Sixth District’s Holding Based On Furthering Client Protections Under MFAA.
The Mandatory Fee Arbitration Act (MFAA), Business and Professions Code section 6200 et seq., is a statutory scheme by which a client can attempt to inexpensively arbitrate fee disputes with an attorney without resorting first to formal litigation. For those of you wanting more information on this scheme, a good description of it is provided in the next case we explore, Perez v. Grajales, Case No. H031726 (6th Dist. Dec. 19, 2008) (certified for publication) (Slip Opn., at pp. 16-20), a 3-0 Sixth District opinion authored by Justice Duffy.

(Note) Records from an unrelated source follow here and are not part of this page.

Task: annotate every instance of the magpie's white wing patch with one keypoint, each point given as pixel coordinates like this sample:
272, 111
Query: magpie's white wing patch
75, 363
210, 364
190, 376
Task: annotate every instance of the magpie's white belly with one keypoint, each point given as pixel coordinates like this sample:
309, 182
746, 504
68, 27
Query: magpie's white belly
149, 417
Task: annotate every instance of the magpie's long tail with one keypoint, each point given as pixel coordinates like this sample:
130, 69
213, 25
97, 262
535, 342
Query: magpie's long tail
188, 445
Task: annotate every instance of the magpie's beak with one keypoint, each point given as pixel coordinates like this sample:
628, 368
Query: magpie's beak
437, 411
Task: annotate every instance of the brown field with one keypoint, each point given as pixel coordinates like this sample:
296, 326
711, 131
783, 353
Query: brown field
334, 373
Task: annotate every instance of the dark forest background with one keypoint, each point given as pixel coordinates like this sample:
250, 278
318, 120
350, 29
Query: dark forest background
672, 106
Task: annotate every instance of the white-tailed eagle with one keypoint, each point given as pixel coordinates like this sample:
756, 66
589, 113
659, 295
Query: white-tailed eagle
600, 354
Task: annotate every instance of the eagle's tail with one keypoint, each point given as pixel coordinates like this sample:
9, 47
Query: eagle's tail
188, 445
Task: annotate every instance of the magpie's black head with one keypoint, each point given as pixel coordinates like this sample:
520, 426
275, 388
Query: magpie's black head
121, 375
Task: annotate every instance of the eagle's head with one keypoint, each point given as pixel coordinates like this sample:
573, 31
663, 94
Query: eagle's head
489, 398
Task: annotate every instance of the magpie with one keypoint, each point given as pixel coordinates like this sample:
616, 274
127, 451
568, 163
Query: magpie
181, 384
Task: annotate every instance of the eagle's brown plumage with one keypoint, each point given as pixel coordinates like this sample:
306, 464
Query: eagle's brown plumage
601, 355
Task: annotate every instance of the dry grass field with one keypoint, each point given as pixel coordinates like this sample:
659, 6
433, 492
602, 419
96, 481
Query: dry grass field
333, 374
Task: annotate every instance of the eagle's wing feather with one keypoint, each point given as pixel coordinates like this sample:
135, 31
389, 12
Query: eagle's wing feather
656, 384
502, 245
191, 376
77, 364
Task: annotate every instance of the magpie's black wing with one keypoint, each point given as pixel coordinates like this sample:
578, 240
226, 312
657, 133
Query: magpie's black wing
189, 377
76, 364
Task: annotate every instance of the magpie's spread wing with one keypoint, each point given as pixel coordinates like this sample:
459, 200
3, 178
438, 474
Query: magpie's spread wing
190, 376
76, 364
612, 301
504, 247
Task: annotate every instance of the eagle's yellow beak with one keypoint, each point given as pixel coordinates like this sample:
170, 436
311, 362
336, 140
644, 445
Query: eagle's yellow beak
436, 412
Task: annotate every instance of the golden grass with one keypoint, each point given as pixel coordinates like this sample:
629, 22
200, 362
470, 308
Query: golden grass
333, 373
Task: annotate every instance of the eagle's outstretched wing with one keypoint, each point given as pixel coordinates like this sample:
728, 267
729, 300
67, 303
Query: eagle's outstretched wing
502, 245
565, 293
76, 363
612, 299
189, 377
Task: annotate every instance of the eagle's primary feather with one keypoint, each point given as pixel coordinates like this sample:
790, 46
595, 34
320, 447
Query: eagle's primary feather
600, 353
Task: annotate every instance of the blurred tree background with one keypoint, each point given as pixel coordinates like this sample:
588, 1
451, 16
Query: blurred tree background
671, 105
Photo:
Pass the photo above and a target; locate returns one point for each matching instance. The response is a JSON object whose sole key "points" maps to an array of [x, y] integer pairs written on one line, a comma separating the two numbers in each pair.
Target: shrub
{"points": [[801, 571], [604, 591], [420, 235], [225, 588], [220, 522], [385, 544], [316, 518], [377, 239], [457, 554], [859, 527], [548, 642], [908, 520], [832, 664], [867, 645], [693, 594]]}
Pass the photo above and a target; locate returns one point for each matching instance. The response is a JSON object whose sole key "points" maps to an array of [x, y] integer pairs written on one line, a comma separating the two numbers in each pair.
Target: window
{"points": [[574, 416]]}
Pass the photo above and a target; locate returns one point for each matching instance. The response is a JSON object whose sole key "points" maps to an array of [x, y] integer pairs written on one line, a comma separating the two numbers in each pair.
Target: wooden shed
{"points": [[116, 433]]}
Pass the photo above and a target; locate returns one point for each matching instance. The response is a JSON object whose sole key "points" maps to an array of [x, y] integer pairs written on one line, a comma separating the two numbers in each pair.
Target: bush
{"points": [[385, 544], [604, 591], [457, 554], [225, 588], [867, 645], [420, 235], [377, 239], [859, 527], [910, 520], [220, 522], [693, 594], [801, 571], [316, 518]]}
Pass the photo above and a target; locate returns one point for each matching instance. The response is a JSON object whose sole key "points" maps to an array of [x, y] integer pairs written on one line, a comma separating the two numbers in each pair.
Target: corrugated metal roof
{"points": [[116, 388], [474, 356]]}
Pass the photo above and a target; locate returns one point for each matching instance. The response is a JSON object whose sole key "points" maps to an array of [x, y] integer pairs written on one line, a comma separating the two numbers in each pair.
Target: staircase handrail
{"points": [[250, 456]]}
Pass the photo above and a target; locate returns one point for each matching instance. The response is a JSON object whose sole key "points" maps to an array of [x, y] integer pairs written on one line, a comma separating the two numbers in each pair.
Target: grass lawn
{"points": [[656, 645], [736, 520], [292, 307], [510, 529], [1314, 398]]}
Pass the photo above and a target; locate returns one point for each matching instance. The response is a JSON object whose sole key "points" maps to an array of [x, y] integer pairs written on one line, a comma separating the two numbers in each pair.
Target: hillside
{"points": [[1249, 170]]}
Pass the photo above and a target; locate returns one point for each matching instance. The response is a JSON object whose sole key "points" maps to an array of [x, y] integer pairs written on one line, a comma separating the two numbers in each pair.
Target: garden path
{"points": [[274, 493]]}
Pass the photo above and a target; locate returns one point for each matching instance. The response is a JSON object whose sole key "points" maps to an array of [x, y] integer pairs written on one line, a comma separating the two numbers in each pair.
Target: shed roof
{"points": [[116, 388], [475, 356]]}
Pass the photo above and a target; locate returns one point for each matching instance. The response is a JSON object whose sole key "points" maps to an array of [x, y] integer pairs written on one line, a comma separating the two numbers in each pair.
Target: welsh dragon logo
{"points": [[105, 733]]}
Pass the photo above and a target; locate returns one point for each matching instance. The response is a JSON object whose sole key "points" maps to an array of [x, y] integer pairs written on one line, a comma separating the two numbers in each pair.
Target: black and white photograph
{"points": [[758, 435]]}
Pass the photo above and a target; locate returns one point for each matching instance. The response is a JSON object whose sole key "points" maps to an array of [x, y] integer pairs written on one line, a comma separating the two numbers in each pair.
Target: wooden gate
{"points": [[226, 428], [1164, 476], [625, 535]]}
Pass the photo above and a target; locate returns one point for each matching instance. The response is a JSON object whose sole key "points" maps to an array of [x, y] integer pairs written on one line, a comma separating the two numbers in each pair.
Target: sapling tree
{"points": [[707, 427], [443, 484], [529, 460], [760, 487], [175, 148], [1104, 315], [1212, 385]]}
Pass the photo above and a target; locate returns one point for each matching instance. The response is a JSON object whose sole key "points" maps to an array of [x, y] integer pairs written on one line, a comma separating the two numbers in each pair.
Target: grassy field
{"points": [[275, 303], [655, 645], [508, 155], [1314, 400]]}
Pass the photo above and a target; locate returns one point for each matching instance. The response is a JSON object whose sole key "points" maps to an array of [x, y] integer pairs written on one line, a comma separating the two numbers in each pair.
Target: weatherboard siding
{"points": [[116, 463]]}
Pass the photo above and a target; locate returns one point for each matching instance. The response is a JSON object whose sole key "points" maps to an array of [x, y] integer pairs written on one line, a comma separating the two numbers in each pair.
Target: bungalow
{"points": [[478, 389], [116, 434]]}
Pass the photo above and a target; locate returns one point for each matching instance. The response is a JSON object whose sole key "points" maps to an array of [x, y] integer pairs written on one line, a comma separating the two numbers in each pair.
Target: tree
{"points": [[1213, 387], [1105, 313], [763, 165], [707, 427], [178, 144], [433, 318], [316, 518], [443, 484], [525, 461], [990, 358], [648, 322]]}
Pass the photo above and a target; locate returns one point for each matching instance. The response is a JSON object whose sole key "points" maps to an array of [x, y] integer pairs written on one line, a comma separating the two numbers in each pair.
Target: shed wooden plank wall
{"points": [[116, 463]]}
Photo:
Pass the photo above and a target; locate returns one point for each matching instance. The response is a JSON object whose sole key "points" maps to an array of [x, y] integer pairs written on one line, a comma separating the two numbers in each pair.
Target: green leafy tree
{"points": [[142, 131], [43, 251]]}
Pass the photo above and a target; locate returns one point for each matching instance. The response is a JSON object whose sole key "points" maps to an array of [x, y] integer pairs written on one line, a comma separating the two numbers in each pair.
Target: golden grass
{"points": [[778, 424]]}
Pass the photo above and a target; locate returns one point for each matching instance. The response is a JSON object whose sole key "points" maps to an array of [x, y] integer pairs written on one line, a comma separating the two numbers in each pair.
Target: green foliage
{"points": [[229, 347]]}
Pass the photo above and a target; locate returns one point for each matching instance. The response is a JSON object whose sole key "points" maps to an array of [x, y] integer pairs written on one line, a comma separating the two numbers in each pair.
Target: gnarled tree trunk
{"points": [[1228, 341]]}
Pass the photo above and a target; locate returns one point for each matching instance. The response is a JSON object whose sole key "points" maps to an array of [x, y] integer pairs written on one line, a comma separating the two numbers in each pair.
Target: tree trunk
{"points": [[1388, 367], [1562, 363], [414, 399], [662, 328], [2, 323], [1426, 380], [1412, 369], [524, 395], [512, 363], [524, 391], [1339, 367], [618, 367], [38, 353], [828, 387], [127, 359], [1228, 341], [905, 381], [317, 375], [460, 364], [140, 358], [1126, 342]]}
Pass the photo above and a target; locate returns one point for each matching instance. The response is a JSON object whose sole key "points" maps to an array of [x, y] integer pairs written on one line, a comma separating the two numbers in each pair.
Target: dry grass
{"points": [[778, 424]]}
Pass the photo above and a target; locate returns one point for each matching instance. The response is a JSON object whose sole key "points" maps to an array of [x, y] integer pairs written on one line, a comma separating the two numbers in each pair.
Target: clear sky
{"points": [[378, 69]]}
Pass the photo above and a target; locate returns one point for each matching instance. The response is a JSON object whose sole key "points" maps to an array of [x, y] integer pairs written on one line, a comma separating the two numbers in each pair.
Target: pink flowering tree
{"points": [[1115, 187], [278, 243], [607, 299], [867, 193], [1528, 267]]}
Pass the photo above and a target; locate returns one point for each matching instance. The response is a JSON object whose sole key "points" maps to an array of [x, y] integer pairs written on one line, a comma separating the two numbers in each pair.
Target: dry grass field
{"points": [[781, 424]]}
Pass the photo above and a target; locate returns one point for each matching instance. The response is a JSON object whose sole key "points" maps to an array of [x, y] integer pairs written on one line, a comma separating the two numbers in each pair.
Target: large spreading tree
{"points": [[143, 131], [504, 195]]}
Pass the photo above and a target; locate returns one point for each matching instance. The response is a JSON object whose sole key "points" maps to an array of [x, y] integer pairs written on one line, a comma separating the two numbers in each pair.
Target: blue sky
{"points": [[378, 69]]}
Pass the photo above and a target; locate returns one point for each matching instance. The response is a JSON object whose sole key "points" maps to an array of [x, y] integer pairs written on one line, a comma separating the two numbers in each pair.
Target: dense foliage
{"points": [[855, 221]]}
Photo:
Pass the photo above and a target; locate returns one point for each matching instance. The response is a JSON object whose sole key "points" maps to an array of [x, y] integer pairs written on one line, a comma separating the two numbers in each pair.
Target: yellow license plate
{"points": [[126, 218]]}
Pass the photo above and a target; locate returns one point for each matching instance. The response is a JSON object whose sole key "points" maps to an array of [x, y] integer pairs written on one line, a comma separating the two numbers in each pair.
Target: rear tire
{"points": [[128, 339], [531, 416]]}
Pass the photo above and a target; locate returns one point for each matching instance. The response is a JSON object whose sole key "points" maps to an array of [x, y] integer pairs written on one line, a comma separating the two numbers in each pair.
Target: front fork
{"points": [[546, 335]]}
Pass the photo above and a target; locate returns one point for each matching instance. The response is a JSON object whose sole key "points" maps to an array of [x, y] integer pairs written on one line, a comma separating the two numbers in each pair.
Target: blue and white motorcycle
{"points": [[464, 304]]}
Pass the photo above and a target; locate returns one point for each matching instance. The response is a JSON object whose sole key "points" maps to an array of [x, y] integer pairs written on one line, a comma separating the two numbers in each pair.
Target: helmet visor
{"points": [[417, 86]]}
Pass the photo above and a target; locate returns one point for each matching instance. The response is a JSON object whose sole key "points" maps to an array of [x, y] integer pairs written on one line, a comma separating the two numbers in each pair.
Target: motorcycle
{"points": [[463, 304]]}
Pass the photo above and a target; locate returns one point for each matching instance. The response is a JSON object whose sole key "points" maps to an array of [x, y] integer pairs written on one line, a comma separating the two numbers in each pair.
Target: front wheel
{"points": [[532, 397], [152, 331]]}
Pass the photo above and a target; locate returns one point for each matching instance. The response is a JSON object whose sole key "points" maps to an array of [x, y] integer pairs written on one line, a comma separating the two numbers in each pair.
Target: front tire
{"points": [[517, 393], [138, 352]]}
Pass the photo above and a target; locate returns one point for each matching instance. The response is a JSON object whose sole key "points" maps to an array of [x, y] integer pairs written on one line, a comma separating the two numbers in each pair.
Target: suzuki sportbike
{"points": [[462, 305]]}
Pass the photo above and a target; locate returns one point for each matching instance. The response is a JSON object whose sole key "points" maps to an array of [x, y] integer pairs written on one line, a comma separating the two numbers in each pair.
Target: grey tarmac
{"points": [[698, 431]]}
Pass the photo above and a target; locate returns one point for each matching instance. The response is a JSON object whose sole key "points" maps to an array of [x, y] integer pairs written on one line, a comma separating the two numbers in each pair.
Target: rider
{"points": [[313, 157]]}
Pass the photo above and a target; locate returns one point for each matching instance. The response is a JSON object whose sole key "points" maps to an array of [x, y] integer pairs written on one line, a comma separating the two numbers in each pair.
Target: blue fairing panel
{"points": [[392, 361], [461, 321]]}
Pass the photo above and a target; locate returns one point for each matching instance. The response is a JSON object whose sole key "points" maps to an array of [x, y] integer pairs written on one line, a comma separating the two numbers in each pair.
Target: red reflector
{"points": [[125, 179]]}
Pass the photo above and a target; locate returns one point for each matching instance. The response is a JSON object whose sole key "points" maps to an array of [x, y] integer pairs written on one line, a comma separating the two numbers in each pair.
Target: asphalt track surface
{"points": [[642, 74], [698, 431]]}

Perez also dealt with an interesting factual situation not confronted by prior jurisprudence in the MFAA area. After client was awarded $173,715 in fee arbitration under the MFAA, her attorney filed superior court litigation that had the effect of rejecting the arbitration award. Client also cross-complained in the litigation brought by attorney. However, neither attorney nor client prosecuted their actions so that they were brought to trial within the mandatory five-year rule, resulting in dismissal of both actions. Client then moved to have judgment entered on the arbitration award, a request denied by the trial court. Client appealed and obtained a reversal such that the trial court was directed to enter judgment on the prior arbitration award.
The basis for the reversal was straightforward: attorney’s failure to diligently prosecute his complaint, resulting in an involuntary dismissal, was tantamount to a repudiation of attorney’s prior rejection of the arbitration award.
The legal underpinnings came primarily from previous cases where the same result had been reached in judicial arbitration proceedings involving voluntary dismissals, with the Sixth District seeing no practical distinction between a dismissal that is voluntary and one that is involuntary and also finding the repudiation concept applies equally to MFAA arbitration and judicial arbitration. (See, e.g., Herbert Hawkins Realtors, Inc. v. Milheiser, 140 Cal.App.3d 334 (1983) [judicial arbitration; voluntary dismissal without prejudice]; Calderon v. Kane, 36 Cal.App.4th 1663 (1995) [same factual pattern; followed Herbert Hawkins]; Kelley v. Bredelis, 45 Cal.App.4th 1819 (1996) [judicial arbitration award; voluntary dismissal with prejudice]; Corell v. Law Firm of Fox and Fox, 129 Cal.App.4th 531 (2005) [MFAA arbitration; attorneys voluntarily dismissing their action but cross-complaining later in client action was repudiation of prior rejection of MFAA arbitration results in favor of client].)
Justice Duffy also buttressed the Court’s holding based on the consumer-oriented policies underlying MFAA and the unfairness of deciding the award could not be confirmed: “However, the alternative result urged by [attorney] here would (1) permit the attorney to prevail in a fee dispute without an adjudication in his favor on the merits, (2) nullify the only decision in which the merits of the controversy were considered, (3) result in potential ambiguity by placing the parties back in the position they were in before arbitration was commenced, and (4) ultimately subvert the MFAA process by precluding the client from obtaining any recourse against her attorney where her claim was that she was substantially overcharged.” (Slip Opn., at p. 29.) The Sixth District also expressed a lament that the entire process in the case before it “was neither effective nor inexpensive.”